N.Y. Legislature OKs Bill to Create Overseer for Authorities

New York lawmakers last week passed legislation that would create a new office to oversee public authorities. Pending Gov. David Paterson’s signature, the new Authorities Budget Office would be headed up by a gubernatorial appointee, subject to Senate confirmation.

The bill’s sponsor, Assemblyman Richard Brodsky, D-Westchester, called it “the most thorough reform of the authority system in American history.”

The new office will be located within the Department of State, but like the State Ethics Commission, it will not be run by the governor’s office, he said.

“It’s independent and that’s the most important thing,” Brodsky said. “Authorities in New York are not part of the executive branch and the Authorities Budget Office is not part of the executive branch.”

The bill would replace an existing oversight office and give the new one oversight capabilities, including subpoena power, and would limit authorities’ ability to create subsidiaries without state legislation. It also creates new reporting requirements for authorities, requires that authority property be sold at fair market value, that contracts over $1 million be approved by the state comptroller’s office, and that authorities keep records of all contact with lobbyists.
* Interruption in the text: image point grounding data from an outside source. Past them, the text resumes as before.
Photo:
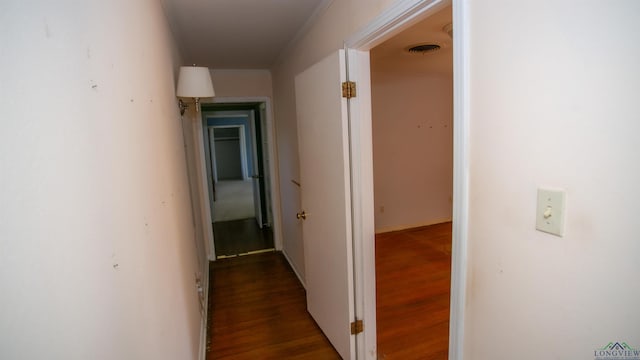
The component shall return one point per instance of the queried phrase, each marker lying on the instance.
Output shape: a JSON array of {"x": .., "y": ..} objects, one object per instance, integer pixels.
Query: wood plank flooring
[
  {"x": 238, "y": 237},
  {"x": 257, "y": 310},
  {"x": 257, "y": 306},
  {"x": 413, "y": 272}
]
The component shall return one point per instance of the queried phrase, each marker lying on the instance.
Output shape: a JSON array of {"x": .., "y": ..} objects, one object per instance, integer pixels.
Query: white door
[
  {"x": 325, "y": 198},
  {"x": 255, "y": 172}
]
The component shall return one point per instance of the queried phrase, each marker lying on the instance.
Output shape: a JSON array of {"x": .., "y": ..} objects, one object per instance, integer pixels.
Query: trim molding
[
  {"x": 461, "y": 126},
  {"x": 412, "y": 226},
  {"x": 402, "y": 14},
  {"x": 295, "y": 270},
  {"x": 202, "y": 354}
]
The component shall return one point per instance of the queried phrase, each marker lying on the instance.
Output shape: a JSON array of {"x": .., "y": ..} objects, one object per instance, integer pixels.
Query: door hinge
[
  {"x": 357, "y": 327},
  {"x": 348, "y": 89}
]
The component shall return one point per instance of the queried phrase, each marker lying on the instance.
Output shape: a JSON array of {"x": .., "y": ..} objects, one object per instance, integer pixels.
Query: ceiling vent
[{"x": 423, "y": 49}]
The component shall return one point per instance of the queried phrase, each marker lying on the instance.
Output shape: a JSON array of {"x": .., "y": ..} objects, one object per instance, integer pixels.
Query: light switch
[{"x": 550, "y": 212}]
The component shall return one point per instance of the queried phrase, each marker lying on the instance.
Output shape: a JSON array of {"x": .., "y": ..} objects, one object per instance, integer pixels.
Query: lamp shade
[{"x": 195, "y": 82}]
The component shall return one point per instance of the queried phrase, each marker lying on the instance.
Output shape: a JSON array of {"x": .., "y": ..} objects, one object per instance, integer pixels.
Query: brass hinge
[
  {"x": 348, "y": 89},
  {"x": 357, "y": 327}
]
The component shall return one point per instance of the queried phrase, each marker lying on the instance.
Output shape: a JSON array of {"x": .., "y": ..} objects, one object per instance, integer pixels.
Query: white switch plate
[{"x": 551, "y": 211}]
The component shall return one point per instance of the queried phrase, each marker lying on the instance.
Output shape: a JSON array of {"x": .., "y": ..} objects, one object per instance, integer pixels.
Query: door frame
[
  {"x": 399, "y": 16},
  {"x": 243, "y": 150},
  {"x": 274, "y": 189}
]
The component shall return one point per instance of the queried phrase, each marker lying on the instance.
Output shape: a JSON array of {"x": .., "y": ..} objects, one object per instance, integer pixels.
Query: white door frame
[
  {"x": 398, "y": 17},
  {"x": 273, "y": 169}
]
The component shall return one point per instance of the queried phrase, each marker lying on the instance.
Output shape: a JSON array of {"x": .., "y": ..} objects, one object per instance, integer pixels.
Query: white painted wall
[
  {"x": 97, "y": 253},
  {"x": 242, "y": 83},
  {"x": 554, "y": 103},
  {"x": 325, "y": 34},
  {"x": 412, "y": 148}
]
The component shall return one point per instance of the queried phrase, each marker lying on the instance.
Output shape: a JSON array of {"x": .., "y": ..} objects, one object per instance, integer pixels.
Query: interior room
[{"x": 412, "y": 120}]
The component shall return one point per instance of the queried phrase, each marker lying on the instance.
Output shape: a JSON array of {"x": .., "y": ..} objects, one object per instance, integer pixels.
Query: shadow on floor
[{"x": 241, "y": 237}]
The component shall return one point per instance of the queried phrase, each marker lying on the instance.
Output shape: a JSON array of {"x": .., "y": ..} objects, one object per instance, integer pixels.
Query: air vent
[{"x": 425, "y": 48}]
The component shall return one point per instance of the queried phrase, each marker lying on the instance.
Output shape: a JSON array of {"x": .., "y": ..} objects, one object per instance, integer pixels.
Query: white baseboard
[
  {"x": 294, "y": 269},
  {"x": 411, "y": 226},
  {"x": 202, "y": 353}
]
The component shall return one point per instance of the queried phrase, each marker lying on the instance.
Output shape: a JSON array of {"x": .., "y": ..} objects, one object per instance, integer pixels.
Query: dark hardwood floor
[
  {"x": 241, "y": 237},
  {"x": 257, "y": 306},
  {"x": 257, "y": 310},
  {"x": 413, "y": 272}
]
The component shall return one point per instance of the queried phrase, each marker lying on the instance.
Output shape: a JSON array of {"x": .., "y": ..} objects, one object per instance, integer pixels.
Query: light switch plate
[{"x": 550, "y": 212}]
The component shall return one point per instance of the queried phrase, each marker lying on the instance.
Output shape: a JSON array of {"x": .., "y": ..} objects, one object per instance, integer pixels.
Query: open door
[
  {"x": 325, "y": 198},
  {"x": 256, "y": 175}
]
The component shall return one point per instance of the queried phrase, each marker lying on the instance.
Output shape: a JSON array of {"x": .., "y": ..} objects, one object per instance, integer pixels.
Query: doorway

Brodsky, who chairs the Assembly committee on public authorities, has long criticized authorities as secretive and as having created “an explosion of debt.”

“These have been rogue agencies — many times they do the right thing, many times they don’t, but they were absolutely inconsistent with any understanding of a democracy,” Brodsky said.

The Senate passed the bill on Thursday, after the Assembly had passed it in June. A spokesman for Paterson said the governor’s office would review the bill when they receive it.